We propose that a person's valuation from consuming an object or possessing an attribute is increasing in others' unmet excess desire for it. Such dominance-seeking helps explain a host of market anomalies and generates novel predictions in a variety of domains. In bilateral exchange, there is a reluctance to trade, and people exhibit a social endowment effect. The value of consuming a good increases in its scarcity, which generates a motive for exclusion. Randomly excluding potential consumers from the opportunity to acquire a product will increase profits for a classic monopolist and a seller's revenue in first-price auctions. We test the predictions of the model empirically in both competitive and non-competitive environments.  When auctioning a private good, randomly excluding people from the opportunity to bid substantially increases bids amongst those who retain this option. Exclusion leads to bigger gains in expected revenue than increasing competition through inclusion. Such effects are absent when those excluded are known to have lower valuations. In basic exchange, a person's willingness to pay for a good increases substantially when others are excluded from the opportunity of buying the same kind of good.

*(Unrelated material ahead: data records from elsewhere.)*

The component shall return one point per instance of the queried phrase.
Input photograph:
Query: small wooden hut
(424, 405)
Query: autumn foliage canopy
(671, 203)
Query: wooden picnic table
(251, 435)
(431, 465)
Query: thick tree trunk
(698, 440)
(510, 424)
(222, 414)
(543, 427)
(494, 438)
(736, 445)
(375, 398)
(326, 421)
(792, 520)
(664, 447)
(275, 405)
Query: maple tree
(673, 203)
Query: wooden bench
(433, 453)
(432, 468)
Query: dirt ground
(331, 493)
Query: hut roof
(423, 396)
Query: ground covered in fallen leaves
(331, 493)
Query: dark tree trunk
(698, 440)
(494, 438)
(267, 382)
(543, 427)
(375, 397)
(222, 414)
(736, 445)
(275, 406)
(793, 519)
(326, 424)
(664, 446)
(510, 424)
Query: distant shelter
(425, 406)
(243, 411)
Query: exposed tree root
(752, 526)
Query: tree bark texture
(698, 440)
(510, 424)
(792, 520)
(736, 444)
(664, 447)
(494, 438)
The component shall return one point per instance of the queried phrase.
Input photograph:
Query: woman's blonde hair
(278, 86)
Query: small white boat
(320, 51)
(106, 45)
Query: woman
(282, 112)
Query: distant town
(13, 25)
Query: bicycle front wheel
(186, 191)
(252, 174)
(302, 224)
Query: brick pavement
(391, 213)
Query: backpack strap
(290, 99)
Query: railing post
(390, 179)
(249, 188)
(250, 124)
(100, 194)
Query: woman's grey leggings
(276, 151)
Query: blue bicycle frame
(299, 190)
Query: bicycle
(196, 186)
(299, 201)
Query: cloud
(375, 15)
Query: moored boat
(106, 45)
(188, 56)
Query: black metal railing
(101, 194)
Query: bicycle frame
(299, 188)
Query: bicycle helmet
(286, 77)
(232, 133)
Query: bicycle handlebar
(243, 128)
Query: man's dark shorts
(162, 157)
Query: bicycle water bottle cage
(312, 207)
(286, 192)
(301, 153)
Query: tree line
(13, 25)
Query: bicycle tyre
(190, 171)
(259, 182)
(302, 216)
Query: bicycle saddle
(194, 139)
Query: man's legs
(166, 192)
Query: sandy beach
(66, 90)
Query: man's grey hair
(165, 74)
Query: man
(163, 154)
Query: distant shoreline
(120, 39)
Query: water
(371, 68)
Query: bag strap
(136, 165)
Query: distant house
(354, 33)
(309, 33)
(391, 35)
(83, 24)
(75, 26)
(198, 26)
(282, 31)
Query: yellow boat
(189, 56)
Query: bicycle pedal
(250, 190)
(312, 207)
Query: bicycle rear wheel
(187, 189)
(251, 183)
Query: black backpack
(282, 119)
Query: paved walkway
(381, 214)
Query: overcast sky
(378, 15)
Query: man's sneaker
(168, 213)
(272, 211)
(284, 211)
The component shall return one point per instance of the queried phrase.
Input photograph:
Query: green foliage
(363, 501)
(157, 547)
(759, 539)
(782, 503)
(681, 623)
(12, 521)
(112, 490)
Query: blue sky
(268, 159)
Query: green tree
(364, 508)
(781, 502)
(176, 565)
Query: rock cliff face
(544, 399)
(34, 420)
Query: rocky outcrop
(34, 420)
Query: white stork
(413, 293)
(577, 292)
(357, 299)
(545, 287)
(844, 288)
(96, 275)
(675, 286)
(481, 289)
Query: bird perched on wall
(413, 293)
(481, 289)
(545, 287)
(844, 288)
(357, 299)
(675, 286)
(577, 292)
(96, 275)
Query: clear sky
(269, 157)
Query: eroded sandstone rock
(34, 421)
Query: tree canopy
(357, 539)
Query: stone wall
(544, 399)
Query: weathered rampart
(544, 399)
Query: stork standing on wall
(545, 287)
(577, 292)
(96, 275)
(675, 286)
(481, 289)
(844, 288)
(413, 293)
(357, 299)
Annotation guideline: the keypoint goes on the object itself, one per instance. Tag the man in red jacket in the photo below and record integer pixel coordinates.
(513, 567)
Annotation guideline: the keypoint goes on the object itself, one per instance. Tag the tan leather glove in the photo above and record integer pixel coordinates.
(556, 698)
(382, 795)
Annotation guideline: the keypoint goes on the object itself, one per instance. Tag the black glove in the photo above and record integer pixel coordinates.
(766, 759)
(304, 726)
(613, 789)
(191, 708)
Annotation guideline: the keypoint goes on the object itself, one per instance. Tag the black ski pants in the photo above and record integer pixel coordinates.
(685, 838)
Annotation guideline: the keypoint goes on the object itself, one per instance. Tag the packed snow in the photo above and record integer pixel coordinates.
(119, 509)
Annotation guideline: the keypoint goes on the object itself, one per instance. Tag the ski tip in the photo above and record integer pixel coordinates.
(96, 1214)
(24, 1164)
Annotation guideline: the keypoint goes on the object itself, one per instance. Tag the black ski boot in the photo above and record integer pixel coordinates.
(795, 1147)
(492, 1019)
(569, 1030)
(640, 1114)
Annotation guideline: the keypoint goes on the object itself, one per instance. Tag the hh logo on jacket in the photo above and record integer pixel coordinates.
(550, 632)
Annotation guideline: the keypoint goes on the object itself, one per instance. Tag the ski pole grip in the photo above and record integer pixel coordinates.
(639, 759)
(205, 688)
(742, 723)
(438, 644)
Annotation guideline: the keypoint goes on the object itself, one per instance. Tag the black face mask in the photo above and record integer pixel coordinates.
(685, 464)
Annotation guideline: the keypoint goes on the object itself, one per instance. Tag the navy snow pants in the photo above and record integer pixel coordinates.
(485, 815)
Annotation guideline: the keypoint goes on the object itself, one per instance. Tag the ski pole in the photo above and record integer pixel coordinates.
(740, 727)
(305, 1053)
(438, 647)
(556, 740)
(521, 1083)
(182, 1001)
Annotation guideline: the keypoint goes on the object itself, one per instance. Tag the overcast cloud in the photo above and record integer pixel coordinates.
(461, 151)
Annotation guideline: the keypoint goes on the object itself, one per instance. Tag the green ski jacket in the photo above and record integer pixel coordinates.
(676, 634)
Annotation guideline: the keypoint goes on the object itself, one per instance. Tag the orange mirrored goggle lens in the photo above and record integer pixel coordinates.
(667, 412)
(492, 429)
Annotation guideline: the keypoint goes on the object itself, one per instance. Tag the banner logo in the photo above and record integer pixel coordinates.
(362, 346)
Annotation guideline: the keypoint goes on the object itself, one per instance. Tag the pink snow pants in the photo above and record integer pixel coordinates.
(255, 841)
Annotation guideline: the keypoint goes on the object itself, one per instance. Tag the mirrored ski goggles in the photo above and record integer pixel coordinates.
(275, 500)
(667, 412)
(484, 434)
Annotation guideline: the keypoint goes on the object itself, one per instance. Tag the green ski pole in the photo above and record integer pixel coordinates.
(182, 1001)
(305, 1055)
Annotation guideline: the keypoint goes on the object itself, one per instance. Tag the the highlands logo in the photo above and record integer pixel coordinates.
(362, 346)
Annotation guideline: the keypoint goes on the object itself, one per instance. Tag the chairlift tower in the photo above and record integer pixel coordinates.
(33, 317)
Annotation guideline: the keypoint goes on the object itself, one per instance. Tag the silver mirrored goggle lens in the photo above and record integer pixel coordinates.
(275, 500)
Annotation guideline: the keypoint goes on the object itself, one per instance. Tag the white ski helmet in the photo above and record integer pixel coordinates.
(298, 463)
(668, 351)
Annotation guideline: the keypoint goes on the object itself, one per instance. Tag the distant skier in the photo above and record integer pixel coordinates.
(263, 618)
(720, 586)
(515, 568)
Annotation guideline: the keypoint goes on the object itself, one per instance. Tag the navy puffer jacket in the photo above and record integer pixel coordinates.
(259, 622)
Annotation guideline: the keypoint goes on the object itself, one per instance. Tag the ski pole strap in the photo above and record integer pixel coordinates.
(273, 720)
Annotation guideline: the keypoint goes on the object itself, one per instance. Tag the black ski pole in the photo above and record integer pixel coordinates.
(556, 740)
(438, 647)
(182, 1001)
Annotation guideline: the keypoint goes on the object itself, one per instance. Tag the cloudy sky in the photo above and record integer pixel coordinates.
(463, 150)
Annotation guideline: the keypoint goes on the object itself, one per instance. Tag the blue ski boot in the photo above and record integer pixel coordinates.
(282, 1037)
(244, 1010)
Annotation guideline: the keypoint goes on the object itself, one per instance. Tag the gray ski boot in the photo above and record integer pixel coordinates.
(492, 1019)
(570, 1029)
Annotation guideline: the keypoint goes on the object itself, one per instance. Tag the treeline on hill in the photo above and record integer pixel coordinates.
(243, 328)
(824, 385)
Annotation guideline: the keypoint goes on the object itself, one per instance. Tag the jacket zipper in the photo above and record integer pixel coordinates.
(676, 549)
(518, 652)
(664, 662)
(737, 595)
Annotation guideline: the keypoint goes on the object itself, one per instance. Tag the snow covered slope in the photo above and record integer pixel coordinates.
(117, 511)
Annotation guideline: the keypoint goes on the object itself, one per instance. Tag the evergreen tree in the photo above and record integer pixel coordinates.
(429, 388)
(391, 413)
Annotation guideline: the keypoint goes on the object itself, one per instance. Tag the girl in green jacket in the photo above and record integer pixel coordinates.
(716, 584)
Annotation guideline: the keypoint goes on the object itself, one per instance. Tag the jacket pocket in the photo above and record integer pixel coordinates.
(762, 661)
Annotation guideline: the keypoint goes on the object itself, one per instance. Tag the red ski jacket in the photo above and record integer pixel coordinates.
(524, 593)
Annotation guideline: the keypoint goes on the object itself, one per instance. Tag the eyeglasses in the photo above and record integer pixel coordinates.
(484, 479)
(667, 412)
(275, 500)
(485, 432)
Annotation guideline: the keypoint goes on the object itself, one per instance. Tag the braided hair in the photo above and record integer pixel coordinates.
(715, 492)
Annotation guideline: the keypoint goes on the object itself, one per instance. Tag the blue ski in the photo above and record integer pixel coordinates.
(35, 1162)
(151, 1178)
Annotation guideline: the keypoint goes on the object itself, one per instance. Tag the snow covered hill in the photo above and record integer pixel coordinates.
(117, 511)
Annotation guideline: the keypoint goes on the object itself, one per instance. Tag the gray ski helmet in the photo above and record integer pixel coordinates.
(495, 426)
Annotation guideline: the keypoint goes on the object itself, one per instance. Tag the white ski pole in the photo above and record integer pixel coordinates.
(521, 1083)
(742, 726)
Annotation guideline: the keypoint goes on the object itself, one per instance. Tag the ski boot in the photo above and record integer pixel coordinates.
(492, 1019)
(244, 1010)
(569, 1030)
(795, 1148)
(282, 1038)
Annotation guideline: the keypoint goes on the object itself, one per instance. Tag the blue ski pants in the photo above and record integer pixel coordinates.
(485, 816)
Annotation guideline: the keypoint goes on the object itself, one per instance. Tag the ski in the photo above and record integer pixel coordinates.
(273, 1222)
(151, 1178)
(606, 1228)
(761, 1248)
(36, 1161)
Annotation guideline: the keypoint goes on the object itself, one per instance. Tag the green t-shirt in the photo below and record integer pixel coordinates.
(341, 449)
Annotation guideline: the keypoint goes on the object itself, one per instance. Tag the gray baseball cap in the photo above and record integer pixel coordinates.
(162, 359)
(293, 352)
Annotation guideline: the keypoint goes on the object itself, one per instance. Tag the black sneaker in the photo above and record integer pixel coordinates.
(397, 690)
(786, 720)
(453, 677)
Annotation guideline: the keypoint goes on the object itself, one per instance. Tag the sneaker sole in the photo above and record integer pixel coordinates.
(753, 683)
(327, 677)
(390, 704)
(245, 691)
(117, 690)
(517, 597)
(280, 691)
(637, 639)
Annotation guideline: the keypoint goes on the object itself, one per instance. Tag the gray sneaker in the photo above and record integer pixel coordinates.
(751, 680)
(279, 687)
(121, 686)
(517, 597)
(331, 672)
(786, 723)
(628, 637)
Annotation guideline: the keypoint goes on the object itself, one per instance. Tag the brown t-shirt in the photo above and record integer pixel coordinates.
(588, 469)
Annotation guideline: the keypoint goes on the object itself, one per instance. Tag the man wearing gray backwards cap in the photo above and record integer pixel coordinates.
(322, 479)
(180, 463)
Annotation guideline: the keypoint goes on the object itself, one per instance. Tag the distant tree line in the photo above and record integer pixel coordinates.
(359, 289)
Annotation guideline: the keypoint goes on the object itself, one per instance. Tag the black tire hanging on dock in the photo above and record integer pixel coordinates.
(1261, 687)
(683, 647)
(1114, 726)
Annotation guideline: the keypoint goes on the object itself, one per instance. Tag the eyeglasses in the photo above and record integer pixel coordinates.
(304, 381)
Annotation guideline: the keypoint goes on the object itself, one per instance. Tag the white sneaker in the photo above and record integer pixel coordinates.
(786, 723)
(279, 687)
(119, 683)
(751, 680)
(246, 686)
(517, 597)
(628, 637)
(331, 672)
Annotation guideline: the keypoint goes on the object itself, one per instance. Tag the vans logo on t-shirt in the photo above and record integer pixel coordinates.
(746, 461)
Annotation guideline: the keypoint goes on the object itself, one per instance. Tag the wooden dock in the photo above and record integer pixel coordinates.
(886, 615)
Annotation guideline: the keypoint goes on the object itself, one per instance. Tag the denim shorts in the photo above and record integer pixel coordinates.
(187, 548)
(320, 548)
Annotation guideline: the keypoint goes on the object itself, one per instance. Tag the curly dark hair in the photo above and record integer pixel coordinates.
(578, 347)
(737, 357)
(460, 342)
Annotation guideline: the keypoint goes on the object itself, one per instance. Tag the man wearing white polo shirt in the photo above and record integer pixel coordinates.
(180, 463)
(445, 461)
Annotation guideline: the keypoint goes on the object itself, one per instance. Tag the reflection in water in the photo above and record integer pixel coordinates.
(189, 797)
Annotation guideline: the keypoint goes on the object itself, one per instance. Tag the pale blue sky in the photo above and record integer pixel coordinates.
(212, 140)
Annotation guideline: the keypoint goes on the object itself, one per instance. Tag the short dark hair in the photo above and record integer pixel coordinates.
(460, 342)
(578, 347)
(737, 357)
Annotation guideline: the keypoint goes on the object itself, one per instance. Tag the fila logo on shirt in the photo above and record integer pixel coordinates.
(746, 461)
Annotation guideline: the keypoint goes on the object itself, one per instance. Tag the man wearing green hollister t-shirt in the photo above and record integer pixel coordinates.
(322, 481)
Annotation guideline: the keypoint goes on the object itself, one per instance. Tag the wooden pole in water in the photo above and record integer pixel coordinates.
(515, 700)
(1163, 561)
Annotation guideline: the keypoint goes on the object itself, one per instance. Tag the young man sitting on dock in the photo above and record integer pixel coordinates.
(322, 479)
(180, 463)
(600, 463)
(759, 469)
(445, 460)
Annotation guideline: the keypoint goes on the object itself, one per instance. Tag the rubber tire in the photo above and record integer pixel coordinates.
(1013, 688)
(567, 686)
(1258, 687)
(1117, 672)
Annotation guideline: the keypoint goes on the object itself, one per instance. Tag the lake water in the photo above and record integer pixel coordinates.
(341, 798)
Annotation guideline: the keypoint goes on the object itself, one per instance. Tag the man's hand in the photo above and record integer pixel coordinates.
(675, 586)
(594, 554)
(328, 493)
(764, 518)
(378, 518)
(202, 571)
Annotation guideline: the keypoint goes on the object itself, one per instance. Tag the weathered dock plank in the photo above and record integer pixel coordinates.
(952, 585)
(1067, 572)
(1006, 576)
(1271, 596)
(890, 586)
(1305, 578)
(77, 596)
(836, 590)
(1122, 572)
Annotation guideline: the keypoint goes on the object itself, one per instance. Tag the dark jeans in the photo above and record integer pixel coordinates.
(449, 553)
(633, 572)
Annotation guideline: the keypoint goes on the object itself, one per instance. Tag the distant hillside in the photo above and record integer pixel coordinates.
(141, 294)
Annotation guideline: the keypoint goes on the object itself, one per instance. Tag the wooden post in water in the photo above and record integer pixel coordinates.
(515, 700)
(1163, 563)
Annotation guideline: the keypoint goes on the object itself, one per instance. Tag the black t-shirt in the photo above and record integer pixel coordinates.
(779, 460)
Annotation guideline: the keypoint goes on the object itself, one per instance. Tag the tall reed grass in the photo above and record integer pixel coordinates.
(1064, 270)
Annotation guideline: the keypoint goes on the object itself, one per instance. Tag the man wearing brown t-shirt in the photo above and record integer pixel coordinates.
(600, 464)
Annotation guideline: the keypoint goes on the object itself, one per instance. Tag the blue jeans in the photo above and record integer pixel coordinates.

Jointly, our two experiments also allow us to rule out a host of alternative explanations. Dominance-seeking has implications for both non-price and price based methods of exclusion: the model generates 'Veblen effects,' rationalises attitudes against redistribution, immigration, and trade, and provides a novel motive for social stratification and discrimination.

Biography

Alex Imas is an Assistant Professor of Behavioral Science at the University of Chicago Booth School of Business, where he has taught Negotiations and Behavioural Economics. Previously, he was the William S. Dietrich II Assistant Professor of Behavioural Economics at Carnegie Mellon University, where he taught Behavioural Economics and Human Judgment and Decision Making. Imas’ research spans a variety of topics across economics and psychology. He has explored the role of incorrect beliefs in discrimination, the prevalence of behavioural biases amongst expert and non-expert investors, and how to better motivate performance by incorporating psychology into incentives. His research has been published in the American Economic Review, Proceedings of the National Academy of Sciences, and Management Science, among others. Imas is the recipient of the New Investigator Award from the Behavioral Science and Policy Association, the Hillel Einhorn New Investigator Award from the Society of Judgment and Decision Making, the Distinguished CESifo Affiliate Award, and the NSF Graduate Research Fellowship. Imas was born in Bender, Moldova. He gained his PhD in Economics at the University of California, San Diego and earned a BA from Northwestern University. Prior to graduate school, Imas helped found a startup and co-authored several patents as part of its intellectual property strategy.